すると、突然肌に冷たい感覚が広がり、耳元でかすかな音が聞こえた。静かなはずの空間に、不自然な気配が忍び寄ってくる。カーライルは眉をひそめ、警戒心を高めながら腰の双剣に手を伸ばした。
「なんだ…?」
暗闇に目を凝らすと、遠くに半透明な影が揺らめいているのが見えた。それは霧のようにぼんやりとした形を持ち、岩壁をすり抜けるようにしてこちらへ近づいてくる。その動きから、カーライルはすぐにその正体を察した。
「ゴーストスライムか…」
その言葉は自然に口をついた。ゴーストスライム――闇属性の厄介なモンスターで、物理攻撃がほとんど効かず、壁や物体をすり抜ける性質を持つ。モンスターの死骸に残留したマナが凝縮されて生まれる存在であり、油断すれば背後を取られる危険がある。

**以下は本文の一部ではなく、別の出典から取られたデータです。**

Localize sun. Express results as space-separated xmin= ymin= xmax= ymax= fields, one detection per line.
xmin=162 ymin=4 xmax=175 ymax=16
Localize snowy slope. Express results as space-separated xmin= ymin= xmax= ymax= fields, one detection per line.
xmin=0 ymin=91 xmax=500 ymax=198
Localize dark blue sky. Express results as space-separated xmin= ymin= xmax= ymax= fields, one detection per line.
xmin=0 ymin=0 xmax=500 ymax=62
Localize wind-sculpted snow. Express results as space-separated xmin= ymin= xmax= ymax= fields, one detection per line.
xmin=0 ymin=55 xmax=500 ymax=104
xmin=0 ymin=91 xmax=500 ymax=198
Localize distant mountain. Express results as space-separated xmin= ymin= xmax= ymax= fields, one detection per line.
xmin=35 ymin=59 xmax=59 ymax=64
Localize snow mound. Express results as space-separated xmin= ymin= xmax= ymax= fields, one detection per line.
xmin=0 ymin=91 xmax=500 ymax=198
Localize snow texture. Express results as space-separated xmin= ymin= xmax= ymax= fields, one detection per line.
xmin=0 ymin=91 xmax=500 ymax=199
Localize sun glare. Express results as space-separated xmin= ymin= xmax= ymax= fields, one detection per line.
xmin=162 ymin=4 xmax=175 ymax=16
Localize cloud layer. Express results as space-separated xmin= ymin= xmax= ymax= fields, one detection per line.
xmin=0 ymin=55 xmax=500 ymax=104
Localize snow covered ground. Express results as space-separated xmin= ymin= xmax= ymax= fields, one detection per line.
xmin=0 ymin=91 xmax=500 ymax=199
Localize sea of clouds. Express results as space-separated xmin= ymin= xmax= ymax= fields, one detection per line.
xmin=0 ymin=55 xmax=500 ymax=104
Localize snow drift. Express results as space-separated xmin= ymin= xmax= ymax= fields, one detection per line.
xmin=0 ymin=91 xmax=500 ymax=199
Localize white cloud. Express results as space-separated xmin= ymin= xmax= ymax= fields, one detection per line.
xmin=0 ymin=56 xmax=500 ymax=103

「こんな初級ダンジョンでこいつに出くわすなんてな…」
声に浮かぶのは軽い調子を装った苦笑だが、胸中では異常事態だと認識していた。通常、この階層にこんな強力なモンスターが現れることはあり得ない。それが出現したということは、ダンジョンに何か異変が起きている証拠だ。
「どうする…逃げるか?」
カーライルは一瞬迷ったものの、すぐに首を振った。ゴーストスライムに物理攻撃が通じるのは、実体化したわずかな瞬間のみであり、通常は光属性の魔法での対処が定石だ。無計画に戦うのは愚策以外の何物でもない。しかし、すでにこちらの存在を察知したゴーストスライムが、ゆっくりと動き出している以上、戦いを避ける余地はなかった。
「ったく、こんなときに嬢ちゃんがいてくれりゃな…」
軽口を叩いてみたが、冷たい汗が背中を伝う。ゴーストスライムの動きは遅いが、その存在感は圧倒的だった。カーライルは深く息を吸い込み、決意を固めた。腰に手を伸ばし、双剣を引き抜く。その銀色の刃が闇の中で淡く光を放ち、彼の覚悟を映し出す。
「やるしかねぇな…」
静かに呟きながら、カーライルは構えを取った。双剣の重みが手に馴染み、かつて冒険者として駆け回っていた日々の感覚が戻ってくる。ゴーストスライムの動きを鋭く見据えながら、カーライルは深い闇の中で静かにその瞬間を待ち構えた。